Committed to Breaking New Ground in the Understanding and Care of Psychiatric Conditions
In the early 1990s, John Krystal, MD, and his colleagues were studying ketamine and its influence on the neurotransmitter glutamate in symptoms of schizophrenia when Dr. Krystal began to contemplate glutamate’s role in major depression as well. This was a new line of inquiry because previous research had focused almost exclusively on the neurotransmitter serotonin (and later, norepinephrine).
In a seminal study, Dr. Krystal, now the chair of psychiatry at Yale School of Medicine, and his collaborators discovered that ketamine produces antidepressant effects by working on an entirely different brain system than current antidepressants do. Traditional antidepressants target serotonin, norepinephrine, and dopamine systems in the brain. Ketamine works by altering the glutamate system. Subsequently, Dr. Ronald Duman, also in psychiatry, showed that ketamine produced its antidepressant effects by triggering the release of glutamate, which then stimulates growth of new synapses between brain cells. As a result, ketamine is effective in patients with major depressive disorder who are resistant to common antidepressants. It takes effect in a matter of hours, rather than weeks.

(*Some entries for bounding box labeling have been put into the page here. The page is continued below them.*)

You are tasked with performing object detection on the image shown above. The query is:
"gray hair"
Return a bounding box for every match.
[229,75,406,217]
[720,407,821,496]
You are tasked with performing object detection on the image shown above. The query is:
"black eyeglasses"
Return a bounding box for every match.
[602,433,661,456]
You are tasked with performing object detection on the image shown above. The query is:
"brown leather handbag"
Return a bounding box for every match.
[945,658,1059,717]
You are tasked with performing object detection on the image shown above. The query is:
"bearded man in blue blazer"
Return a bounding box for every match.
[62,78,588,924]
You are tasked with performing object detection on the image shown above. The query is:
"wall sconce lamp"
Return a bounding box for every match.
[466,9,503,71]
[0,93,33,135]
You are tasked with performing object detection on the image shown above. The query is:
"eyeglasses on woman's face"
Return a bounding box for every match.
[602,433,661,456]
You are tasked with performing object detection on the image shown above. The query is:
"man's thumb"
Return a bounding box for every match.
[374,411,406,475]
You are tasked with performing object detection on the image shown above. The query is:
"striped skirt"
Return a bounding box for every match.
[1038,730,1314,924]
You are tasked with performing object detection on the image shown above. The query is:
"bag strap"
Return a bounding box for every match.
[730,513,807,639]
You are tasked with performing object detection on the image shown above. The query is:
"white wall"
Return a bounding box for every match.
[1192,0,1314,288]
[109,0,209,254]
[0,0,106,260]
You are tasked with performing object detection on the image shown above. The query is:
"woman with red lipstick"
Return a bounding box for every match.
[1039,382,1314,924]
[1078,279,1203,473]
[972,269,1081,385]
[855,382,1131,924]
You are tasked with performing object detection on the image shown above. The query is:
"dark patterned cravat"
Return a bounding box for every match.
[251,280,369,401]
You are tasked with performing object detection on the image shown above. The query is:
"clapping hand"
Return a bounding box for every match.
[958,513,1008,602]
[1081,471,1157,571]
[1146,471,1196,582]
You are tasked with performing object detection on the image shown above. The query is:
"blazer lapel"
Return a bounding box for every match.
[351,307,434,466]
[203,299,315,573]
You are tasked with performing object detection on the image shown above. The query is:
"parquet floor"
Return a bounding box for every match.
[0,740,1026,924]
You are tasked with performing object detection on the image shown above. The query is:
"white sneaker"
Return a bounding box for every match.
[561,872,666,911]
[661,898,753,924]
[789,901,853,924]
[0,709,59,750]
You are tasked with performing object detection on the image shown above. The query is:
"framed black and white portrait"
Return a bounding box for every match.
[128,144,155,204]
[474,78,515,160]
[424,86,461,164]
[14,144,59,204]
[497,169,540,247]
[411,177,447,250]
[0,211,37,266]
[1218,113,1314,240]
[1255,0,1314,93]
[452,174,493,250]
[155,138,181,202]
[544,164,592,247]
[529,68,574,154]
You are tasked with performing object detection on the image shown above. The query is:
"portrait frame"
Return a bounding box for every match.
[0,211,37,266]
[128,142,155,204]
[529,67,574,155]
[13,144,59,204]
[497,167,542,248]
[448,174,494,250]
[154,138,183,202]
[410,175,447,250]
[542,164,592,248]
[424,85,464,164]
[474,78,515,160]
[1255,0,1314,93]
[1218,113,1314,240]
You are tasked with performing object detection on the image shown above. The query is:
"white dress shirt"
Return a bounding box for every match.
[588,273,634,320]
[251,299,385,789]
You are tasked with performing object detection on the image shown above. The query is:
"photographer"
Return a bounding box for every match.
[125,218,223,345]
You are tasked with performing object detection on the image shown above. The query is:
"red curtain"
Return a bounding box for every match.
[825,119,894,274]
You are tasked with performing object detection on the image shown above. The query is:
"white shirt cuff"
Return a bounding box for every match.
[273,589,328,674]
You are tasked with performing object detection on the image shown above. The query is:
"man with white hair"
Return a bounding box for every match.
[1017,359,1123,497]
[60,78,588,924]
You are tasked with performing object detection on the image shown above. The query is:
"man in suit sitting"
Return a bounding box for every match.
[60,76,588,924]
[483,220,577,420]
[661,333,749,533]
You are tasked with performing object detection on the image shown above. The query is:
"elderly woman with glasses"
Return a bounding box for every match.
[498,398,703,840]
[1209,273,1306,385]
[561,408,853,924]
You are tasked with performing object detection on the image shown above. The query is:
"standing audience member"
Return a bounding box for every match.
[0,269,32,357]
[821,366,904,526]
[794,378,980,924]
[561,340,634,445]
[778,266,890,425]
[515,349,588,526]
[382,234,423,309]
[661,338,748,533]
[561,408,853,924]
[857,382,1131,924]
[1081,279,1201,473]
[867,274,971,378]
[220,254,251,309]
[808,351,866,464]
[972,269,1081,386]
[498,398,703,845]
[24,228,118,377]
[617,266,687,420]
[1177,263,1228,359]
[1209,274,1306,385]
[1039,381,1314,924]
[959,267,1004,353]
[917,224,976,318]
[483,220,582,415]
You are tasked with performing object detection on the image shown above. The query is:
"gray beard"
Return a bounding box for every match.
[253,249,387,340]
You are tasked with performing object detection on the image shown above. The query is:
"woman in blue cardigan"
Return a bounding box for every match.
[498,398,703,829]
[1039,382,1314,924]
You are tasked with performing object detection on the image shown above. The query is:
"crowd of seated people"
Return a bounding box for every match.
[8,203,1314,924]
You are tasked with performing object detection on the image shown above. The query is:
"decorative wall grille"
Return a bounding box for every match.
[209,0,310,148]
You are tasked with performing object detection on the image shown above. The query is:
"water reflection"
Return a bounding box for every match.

Dr. Krystal’s findings were published in a now widely cited paper and his work brought about a revolution in the understanding of depression — which afflicts tens of millions of people worldwide. In 2019, citing its major benefits for those with treatment-resistant depression, the Food and Drug Administration (FDA) expedited approval of esketamine, derived from ketamine, and administered as a nasal spray. In one clinical trial, 70 percent of patients who did not respond to other treatments improved on esketamine. It is the first fundamentally new treatment for depression approved by the FDA in over 50 years. This is revolutionary, because esketamine triggers long-term positive changes in the brain that last beyond the duration of the drug in the system. This accounts for why patients may maintain the benefits of ketamine treatment with one dose every two weeks or even once a month.
Often, one groundbreaking discovery leads to others. Without the clinical trial volunteers, whose willingness to participate in clinical research benefited themselves and future patients, this groundbreaking treatment would never have been available to those who need it.